Hundreds of people around the world have used Twitter to call for his release. Andersen sees this as a heartening part of the campaign's all-important goal of giving Mirsaidov's family a sense of support. Meanwhile, Mirsaidov's supporters have paid the court-ordered fine, though his family said that doing so does not mean they recognize his guilt.

Raising the pressure

In a joint statement, diplomats and international organizations such as Reporters Without Borders, Human Rights Watch, the National Association of Independent Media of Tajikistan and the Norwegian Helsinki Committee have called for Mirsaidov's immediate and unconditional release.
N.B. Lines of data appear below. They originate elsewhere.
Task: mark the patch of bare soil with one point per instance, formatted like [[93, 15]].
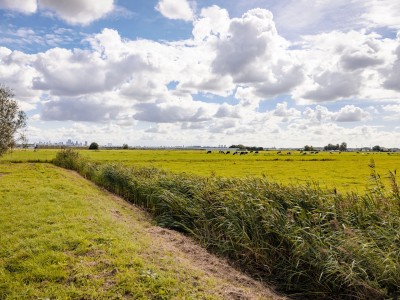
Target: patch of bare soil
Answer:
[[238, 286]]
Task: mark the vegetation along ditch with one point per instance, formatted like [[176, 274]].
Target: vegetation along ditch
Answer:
[[310, 242]]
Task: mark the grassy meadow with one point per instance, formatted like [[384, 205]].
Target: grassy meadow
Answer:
[[348, 171], [310, 242], [64, 238], [264, 213]]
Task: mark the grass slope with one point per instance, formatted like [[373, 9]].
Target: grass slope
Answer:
[[312, 243], [63, 238]]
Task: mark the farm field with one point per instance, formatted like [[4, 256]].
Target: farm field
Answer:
[[347, 171], [64, 238]]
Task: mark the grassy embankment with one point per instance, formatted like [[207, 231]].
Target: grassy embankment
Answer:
[[63, 238], [345, 171], [310, 242]]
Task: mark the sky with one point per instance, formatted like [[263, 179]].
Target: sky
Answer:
[[271, 73]]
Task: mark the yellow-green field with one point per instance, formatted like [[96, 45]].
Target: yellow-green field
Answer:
[[346, 171]]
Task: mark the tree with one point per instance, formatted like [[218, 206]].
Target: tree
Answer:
[[94, 146], [343, 146], [11, 120]]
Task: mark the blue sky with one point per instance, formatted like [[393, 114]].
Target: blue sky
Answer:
[[175, 72]]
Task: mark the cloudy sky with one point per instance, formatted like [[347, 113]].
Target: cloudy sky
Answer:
[[281, 73]]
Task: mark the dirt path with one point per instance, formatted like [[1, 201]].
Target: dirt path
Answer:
[[235, 284]]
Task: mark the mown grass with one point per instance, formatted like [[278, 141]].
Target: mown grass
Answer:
[[63, 238], [345, 171], [311, 242]]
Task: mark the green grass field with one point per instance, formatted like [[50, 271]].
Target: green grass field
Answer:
[[62, 237], [345, 171]]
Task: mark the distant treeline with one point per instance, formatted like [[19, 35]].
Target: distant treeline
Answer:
[[312, 243], [242, 147]]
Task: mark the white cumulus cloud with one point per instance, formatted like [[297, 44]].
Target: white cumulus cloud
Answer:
[[78, 12], [175, 9], [24, 6]]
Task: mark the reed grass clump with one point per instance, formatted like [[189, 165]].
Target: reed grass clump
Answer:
[[312, 243]]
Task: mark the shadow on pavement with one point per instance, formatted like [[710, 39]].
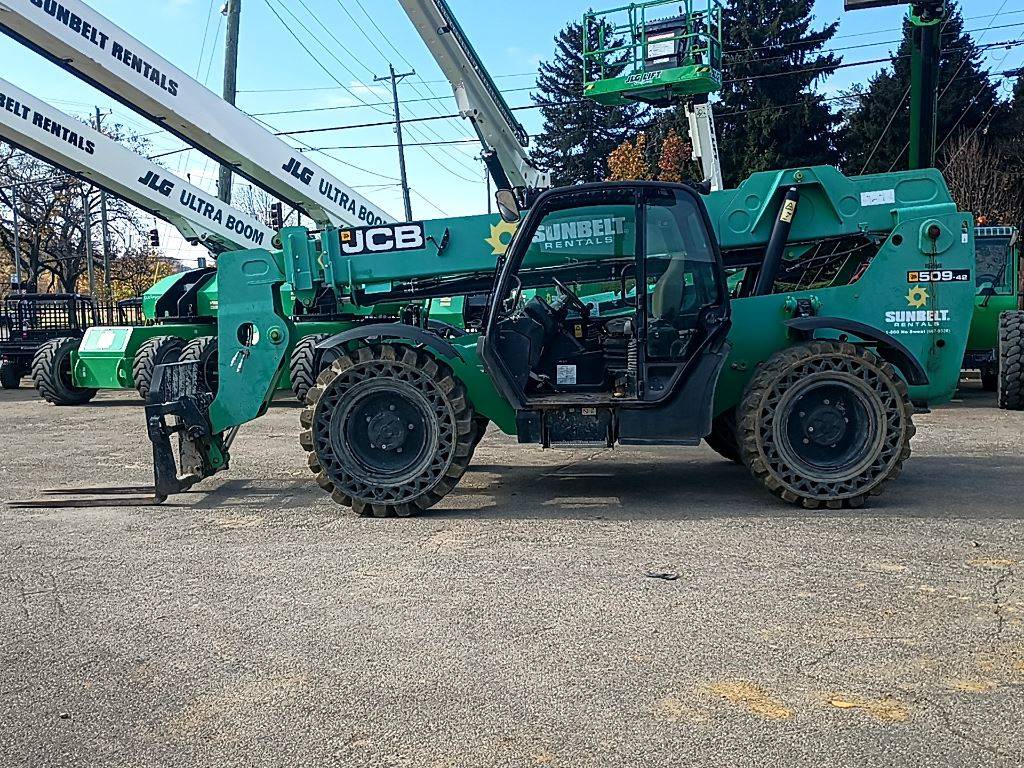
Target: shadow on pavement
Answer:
[[936, 487]]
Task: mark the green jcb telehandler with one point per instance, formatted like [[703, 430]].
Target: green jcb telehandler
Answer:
[[809, 372]]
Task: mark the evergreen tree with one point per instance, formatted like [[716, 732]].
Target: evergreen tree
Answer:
[[876, 136], [771, 115], [578, 135]]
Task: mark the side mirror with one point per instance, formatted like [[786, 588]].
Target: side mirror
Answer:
[[508, 206]]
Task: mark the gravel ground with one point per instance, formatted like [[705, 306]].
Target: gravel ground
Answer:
[[258, 625]]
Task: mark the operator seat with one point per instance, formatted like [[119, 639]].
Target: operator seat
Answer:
[[667, 298]]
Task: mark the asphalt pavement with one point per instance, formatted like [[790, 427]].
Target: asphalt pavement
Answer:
[[605, 608]]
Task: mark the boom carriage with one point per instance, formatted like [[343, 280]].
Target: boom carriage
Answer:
[[817, 353]]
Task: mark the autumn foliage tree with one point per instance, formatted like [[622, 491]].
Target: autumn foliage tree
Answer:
[[628, 162]]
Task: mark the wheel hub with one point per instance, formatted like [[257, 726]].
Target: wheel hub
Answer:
[[830, 429], [387, 431], [825, 425], [384, 431]]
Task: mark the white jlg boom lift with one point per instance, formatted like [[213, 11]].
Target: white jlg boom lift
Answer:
[[61, 140], [93, 48], [504, 139]]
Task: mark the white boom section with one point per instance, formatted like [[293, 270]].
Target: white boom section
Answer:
[[705, 141], [477, 96], [92, 47], [57, 138]]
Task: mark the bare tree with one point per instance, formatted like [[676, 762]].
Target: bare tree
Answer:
[[51, 210], [980, 182]]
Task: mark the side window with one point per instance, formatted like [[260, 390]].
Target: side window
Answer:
[[589, 248], [993, 263], [681, 274], [585, 233]]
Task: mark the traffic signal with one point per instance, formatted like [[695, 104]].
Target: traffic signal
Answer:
[[862, 4], [278, 216]]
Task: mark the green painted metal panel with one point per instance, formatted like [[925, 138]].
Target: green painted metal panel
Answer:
[[105, 354]]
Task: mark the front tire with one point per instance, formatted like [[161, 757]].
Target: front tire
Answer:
[[389, 430], [156, 351], [305, 365], [51, 373], [204, 351], [1011, 384], [825, 424]]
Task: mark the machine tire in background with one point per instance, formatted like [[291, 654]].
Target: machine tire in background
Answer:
[[1011, 383], [204, 351], [723, 439], [156, 351], [389, 430], [990, 378], [52, 375], [305, 365], [10, 375], [825, 424]]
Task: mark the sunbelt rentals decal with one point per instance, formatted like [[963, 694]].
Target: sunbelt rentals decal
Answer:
[[916, 320]]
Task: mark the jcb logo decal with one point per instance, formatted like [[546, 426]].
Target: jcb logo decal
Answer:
[[386, 239]]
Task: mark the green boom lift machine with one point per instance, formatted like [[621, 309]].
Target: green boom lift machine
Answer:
[[808, 370], [996, 341]]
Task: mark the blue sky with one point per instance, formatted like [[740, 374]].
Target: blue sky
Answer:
[[278, 76]]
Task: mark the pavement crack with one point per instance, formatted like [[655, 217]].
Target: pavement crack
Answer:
[[1000, 620], [574, 462], [947, 722]]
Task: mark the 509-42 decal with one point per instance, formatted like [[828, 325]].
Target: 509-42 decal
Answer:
[[939, 275]]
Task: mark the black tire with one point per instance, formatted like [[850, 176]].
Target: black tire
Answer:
[[204, 351], [723, 439], [10, 375], [386, 392], [305, 365], [825, 424], [989, 379], [156, 351], [52, 375], [1011, 383]]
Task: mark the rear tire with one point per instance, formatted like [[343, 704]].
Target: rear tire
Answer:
[[10, 375], [204, 351], [306, 365], [52, 375], [825, 424], [389, 430], [156, 351], [723, 439], [1011, 383]]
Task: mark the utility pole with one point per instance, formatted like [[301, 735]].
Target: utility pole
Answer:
[[17, 240], [105, 230], [395, 79], [233, 8], [90, 266]]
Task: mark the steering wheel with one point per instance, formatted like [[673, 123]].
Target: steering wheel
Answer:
[[574, 301]]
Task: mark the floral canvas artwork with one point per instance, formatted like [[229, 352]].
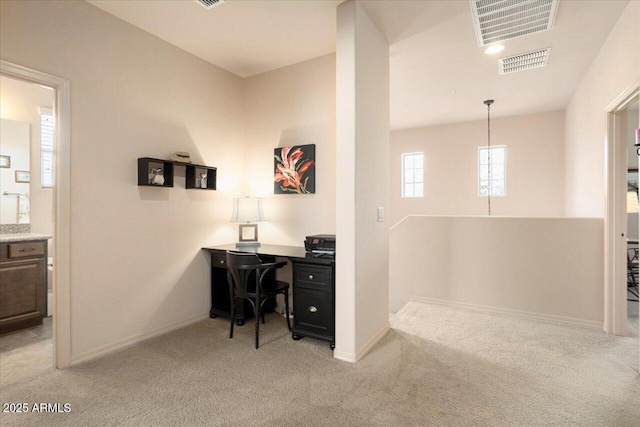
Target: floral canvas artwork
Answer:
[[295, 170]]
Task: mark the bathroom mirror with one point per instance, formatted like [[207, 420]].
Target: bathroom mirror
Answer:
[[14, 162], [26, 154]]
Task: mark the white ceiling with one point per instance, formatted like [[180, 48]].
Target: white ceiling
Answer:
[[438, 74]]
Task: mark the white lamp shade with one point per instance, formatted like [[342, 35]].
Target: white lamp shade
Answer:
[[247, 209], [632, 202]]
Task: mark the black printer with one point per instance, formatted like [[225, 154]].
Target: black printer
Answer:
[[321, 244]]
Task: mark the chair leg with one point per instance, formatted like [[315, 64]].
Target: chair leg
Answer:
[[258, 310], [233, 316], [286, 309]]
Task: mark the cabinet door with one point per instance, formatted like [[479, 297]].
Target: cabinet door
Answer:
[[313, 310], [22, 291]]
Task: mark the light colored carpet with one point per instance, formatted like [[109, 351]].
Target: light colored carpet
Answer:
[[438, 366]]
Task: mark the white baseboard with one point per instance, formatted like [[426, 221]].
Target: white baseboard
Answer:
[[354, 357], [590, 324], [134, 339]]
The Office of the United Nations High Commissioner for Human Rights has also criticized the verdict. "The conviction of Mirsaidov signals that the authorities are cracking down on reporting of corruption, rather than on corruption itself," the office said. The Organization for Security and Co-operation in Europe (OSCE) has also called for the journalist's release, telling DW they are monitoring the situation. Germany's Federal Commissioner for Human Rights Policy and Humanitarian Aid, Bärbel Kofler, has urged that the verdict be reviewed.

Mirsaidov, who worked as a freelance correspondent for DW until 2012, also has the support of DW's editor-in-chief, Ines Pohl, who has joined the call for his release. Additional Western embassies, including that of the United States as well as the European Union's delegation to Tajikistan, have spoken up for Mirsaidov.

Andersen credits his #FreeKhayrullo campaign for compelling Western governments to speak out publicly against President Rahmon. Nonetheless, he is still calling for more support, including from the OSCE. The West cannot praise democracy and free speech in Tajikistan, he said, while leaving locals to their fate for defending the principles of Western democracy.